Maple season, my favourite of the four seasons, is here. Whether you’re willing to trek out to the sugar shack and boil your own, or you’re good with grabbing a notch above pancake syrup at your grocery store, we can all get behind this fine Canadian export. Liquid gold, the sweetes nectar whatever you want to call it, maple syrup is a daily indulgence in this house. Whether I’m shuffling into my salad dressings, layering it onto pancakes or infusing it into a marinade, Maple Syrup is proof there is a god. Think I went too far? Nah, me either.
Chicken wings are where it’s at, a crowd pleaser and easy dish to whip up during the week. These wings add a little dash of oomph courtesy the Chinese Five Spice.

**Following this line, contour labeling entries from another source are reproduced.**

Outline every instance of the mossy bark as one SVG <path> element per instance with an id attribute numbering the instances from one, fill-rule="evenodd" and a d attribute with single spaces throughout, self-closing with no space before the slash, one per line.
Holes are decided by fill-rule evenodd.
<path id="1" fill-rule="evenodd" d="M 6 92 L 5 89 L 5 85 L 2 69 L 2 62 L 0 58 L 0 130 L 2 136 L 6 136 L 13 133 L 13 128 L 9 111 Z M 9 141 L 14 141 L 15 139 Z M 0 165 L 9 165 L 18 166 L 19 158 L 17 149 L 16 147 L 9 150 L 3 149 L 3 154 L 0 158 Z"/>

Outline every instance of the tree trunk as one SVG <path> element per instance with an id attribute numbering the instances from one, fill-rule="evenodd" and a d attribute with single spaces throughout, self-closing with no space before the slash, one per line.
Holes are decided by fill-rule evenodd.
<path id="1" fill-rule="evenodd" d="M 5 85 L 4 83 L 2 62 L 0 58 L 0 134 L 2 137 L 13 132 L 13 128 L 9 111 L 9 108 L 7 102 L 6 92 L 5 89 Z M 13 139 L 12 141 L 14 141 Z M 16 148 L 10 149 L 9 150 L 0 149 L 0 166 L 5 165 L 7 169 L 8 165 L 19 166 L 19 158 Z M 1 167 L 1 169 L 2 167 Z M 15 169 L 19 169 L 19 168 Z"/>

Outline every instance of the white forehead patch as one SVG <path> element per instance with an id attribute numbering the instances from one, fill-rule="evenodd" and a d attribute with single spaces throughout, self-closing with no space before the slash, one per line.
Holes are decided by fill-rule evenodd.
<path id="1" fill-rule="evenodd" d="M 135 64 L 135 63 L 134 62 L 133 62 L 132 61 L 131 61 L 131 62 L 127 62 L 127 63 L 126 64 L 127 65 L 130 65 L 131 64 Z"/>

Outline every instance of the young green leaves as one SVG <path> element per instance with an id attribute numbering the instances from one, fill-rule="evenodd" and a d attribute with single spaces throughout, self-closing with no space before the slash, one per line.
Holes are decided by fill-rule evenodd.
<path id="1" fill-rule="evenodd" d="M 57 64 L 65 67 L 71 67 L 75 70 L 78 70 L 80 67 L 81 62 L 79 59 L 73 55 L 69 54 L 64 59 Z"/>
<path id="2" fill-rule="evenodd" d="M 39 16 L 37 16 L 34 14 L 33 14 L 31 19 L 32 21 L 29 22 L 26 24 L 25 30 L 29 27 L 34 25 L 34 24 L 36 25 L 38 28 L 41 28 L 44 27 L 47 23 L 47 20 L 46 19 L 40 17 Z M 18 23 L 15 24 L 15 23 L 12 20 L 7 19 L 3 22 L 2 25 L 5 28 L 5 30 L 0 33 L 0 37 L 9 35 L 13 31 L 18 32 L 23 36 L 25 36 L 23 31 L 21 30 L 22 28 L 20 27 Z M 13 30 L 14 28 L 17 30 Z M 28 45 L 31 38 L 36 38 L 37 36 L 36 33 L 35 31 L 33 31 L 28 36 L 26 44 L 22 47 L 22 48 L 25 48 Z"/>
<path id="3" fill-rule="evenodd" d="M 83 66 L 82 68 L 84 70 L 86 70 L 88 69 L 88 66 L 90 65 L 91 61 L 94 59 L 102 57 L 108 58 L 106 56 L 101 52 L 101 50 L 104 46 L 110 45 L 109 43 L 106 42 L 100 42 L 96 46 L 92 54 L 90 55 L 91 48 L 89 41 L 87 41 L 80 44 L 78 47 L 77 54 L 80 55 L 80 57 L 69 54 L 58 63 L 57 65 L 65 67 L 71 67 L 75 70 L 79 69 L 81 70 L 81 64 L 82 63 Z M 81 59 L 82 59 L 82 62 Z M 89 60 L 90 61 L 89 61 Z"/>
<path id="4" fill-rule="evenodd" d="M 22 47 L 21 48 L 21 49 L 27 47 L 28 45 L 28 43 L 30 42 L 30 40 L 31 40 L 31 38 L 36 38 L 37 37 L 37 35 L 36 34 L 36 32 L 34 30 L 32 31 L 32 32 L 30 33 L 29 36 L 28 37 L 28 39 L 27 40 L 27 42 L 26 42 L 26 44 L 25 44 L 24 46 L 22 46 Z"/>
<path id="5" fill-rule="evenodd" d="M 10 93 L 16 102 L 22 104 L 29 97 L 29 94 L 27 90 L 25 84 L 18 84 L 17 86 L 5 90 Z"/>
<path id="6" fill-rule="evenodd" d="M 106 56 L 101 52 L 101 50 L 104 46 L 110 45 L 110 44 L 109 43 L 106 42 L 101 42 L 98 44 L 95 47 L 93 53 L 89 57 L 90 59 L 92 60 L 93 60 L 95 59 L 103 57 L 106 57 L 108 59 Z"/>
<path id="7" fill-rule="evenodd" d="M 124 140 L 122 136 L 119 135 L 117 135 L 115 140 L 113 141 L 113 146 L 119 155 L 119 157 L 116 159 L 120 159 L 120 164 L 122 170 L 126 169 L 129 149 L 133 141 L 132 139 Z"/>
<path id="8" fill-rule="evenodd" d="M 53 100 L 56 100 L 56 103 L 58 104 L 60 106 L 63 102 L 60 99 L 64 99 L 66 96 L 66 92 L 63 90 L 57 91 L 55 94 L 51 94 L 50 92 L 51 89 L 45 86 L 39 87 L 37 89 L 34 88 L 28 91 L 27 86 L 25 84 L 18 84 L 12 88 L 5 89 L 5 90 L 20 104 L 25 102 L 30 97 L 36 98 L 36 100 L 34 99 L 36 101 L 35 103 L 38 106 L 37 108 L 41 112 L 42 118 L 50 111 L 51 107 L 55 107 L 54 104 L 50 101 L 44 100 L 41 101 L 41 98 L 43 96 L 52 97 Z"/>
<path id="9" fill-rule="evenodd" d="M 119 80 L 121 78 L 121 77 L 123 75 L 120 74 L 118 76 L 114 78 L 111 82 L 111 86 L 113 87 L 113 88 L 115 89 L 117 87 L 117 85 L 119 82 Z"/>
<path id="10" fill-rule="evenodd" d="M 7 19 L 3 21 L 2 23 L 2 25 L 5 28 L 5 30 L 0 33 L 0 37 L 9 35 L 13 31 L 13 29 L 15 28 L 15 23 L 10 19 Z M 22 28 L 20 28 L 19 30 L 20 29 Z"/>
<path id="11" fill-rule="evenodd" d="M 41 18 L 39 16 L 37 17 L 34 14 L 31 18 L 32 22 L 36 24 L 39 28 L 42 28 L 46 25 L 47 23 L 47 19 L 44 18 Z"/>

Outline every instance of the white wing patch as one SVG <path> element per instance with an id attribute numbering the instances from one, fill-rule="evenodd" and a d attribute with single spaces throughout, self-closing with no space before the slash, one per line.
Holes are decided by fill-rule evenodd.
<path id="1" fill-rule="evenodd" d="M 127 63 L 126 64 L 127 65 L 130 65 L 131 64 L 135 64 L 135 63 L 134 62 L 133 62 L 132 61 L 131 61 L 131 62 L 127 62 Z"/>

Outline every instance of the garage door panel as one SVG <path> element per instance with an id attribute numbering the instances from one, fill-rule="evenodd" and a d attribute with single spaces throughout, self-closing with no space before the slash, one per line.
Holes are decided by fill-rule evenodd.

1 1/2 lbs of Chicken Wings- drums & flats
1/2 cup of Dark Maple Syrup (I prefer Forbes)
1 tbsp Hoisin Sauce
1/2 tbsp Low-Sodium Soy Sauce
1 tsp Five Spice Powder
1 tsp Sriracha Sauce (optional)
Salt + Pepper
Pre-heat oven to 425º.
Set wings aside. Combine all other ingredients above in a bowl. Place in refrigerator. Cook wings on lightly greased cookie sheet in the oven (or better yet, on the BBQ or smoker) for 10 minutes, then flip. Cook for 5 more minutes, remove from oven and toss in sauce. Cook for another 2 minutes and remove from oven. Serve with extra Sriracha Sauce or a dilly dip (sour cream/cream cheese magic).